3. Simulation should address the kinds of structural improvements most common in process redesign, e.g. Lean principles, not just labor utilization efficiency in heads-down workflows. Almost all of the simulation tools I have looked at seem designed to solve the process bottleneck problem: How many widget-tweakers do we need at the widget-twiddling step to relieve the bottleneck? Optimizing that kind of heads-down work is, of course, a possible use of simulation, but it is rarely what process improvement folks are worried about. They are thinking about things like how much checking and rechecking is needed, and should it be up front or at the end of the chain? The tool needs to understand the difference between waiting time (or lead time), which does not consume the resource, and active time, which does. Rework is a key issue; if your model loops back, can simulation allow different parameter values for the second time around? And what is the effect of assigning this task to role A vs role B or some outsourced service provider? There are time, cost, and quality tradeoffs... but most simulation tools cannot expose them.

4. Simulation should provide useful cost and quality metrics, in addition to time-based metrics. Time-based metrics come essentially for free with simulation, but cost and quality metrics, if you can get them at all, require processing the simulation output through Excel or database queries.

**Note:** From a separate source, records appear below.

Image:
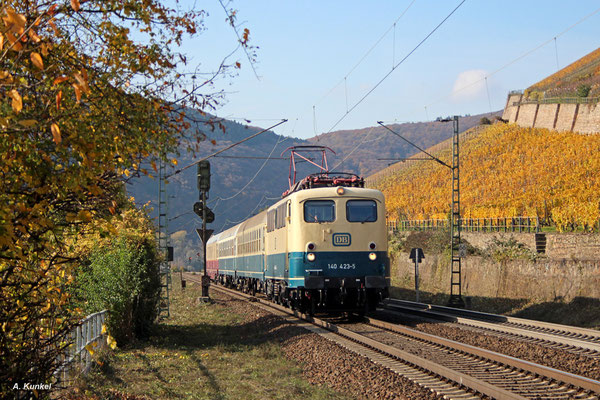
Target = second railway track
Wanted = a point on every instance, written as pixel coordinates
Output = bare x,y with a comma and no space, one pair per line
572,339
451,369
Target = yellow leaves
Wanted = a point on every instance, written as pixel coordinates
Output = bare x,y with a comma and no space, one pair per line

If I have multiple scenarios that differ in terms of process structure and task assignment logic, I'd like to see not only differences in cycle time but differences in activity-based costing (including indirect costs) and differences in quality or risk metrics as well. The notion of process (and subprocess) end states plays a key role here, as it does generally in BPMN Method and Style. Here simulation methodology interacts with modeling methodology.

5. Simulation should actively assist the user with setting model parameters to match known aggregated metrics of the as-is process. One thing almost everyone can agree on about simulation is Garbage In Garbage Out. So the first thing you MUST do is to accurately model the as-is process and make sure that simulation matches known metrics in the aggregate. Knowing the outputs - e.g. 75% of loan applications of a certain type are approved, and it takes 3 days +/- 25%. - does not mean it is easy for the user to set the branching ratios at every gateway, the probabilities at every event, or even the mean duration of each specific task. The tool should help you do that, at least as a starting point. Once you have a set of reasonable simulation parameters for an as-is model that matches known aggregate results, you need to justify any change to each parameter when you model the to-be.

There is a lot more detail behind each of these, but it's a good place to stop. I am working with a tool now in development that tries to do it right. I'll be writing more about this topic as the tool gets better.